O dever do caminho

Trabalho com crianças. Confesso que muitas vezes isso me cansa e que já ando saturado de minhas atividades. No entanto, sempre existem os mas. Hoje, enquanto fazia uma de minhas absurdas manias em sala de aula, como jogar coisas para o alto, subir nas cadeiras, carregar crianças, inventar histórias sem nexo, eis que um menino virou-se para mim e disse, com um enorme sorriso no rosto: professor, quando eu crescer eu quero ser um professor igual a você.

Na hora eu parei um pouco o que estava fazendo, pintando elefantes de papel, e fiquei olhando para o menino, que já havia virado às costas para brincar com as outras crianças. Pensei, pensei muito em que dizer ao menino, mas não pude falar.

Garoto, quando eu voltar a ser criança, quero ser como você. Sem contas no fim do mês, sem chefes e colegas de trabalho frios e vazios, sem a necessidade de usar sapatos sempre, cinto sempre, carteira sempre, gel sempre...livre sempre. Abrir uma janela e ver além do asfalto morto e calado, do carro veloz, do celular que faz tudo. Ver tudo isso sem interesse algum. Diria que não ficasse como eu, mas como ele é, criança que não sabe que o mundo é pesado, farto de bobagem, escasso de sons.

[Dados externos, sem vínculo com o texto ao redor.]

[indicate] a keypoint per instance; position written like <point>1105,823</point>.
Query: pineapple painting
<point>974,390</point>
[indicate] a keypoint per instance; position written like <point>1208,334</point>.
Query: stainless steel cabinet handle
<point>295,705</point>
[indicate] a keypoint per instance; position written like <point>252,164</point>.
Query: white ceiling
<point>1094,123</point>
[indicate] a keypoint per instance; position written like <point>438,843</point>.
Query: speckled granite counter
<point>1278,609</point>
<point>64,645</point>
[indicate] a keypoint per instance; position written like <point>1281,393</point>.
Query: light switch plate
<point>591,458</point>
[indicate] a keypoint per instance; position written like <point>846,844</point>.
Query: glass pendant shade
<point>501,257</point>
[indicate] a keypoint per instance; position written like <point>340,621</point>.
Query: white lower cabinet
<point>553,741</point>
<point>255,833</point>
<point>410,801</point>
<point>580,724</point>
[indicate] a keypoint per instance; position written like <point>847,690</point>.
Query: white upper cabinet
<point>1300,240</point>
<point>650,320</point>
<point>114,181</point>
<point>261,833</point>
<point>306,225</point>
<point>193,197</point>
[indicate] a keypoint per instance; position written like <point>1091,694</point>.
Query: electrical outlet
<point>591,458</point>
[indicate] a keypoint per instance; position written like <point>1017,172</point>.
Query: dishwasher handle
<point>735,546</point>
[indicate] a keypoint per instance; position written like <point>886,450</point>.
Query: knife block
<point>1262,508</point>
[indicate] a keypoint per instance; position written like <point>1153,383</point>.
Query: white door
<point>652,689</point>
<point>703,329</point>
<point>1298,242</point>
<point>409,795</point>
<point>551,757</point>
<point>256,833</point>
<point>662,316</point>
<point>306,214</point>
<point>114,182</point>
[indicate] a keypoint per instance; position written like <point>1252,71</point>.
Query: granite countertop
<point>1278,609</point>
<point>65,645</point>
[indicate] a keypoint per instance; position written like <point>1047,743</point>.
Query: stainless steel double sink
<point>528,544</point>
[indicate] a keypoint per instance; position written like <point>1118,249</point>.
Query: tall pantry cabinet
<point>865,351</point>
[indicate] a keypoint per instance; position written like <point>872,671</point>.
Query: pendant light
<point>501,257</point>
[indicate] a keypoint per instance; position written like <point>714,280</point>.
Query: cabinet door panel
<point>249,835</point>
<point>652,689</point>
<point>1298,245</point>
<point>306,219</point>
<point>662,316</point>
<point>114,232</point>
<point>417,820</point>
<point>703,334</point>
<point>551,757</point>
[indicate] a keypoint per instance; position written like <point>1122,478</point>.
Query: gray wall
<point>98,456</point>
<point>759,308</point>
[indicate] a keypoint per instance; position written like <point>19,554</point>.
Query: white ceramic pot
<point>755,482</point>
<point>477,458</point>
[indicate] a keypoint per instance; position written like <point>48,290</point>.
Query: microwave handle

No entanto, diria para ele que ser criança é bom quando somos criança. Depois, o que aparece são os pelos no rosto, as máscaras no rosto, as mudanças na voz, o corpo crescendo, as vontades crescendo, então não podemos mais ser criança. Mas podemos, e devemos, carregar a sutil inocência, o agudo olhar, a incessante vontade de ser alguma coisa. Mesmo que o corpo não seja tão ágil como antes, que o sorriso não seja tão fácil com antes, que o medo não seja tão forte como antes, devemos ser um pouco adulto e um pouco criança.

No fim, falaria que crescer é como descer de um escorregador sem fim. Pode ser que caiamos no caminho, e iremos, mas pode ser que encontremos, cada vez que levantarmos, as melhores coisas que poderíamos ter. Sem mais explicações.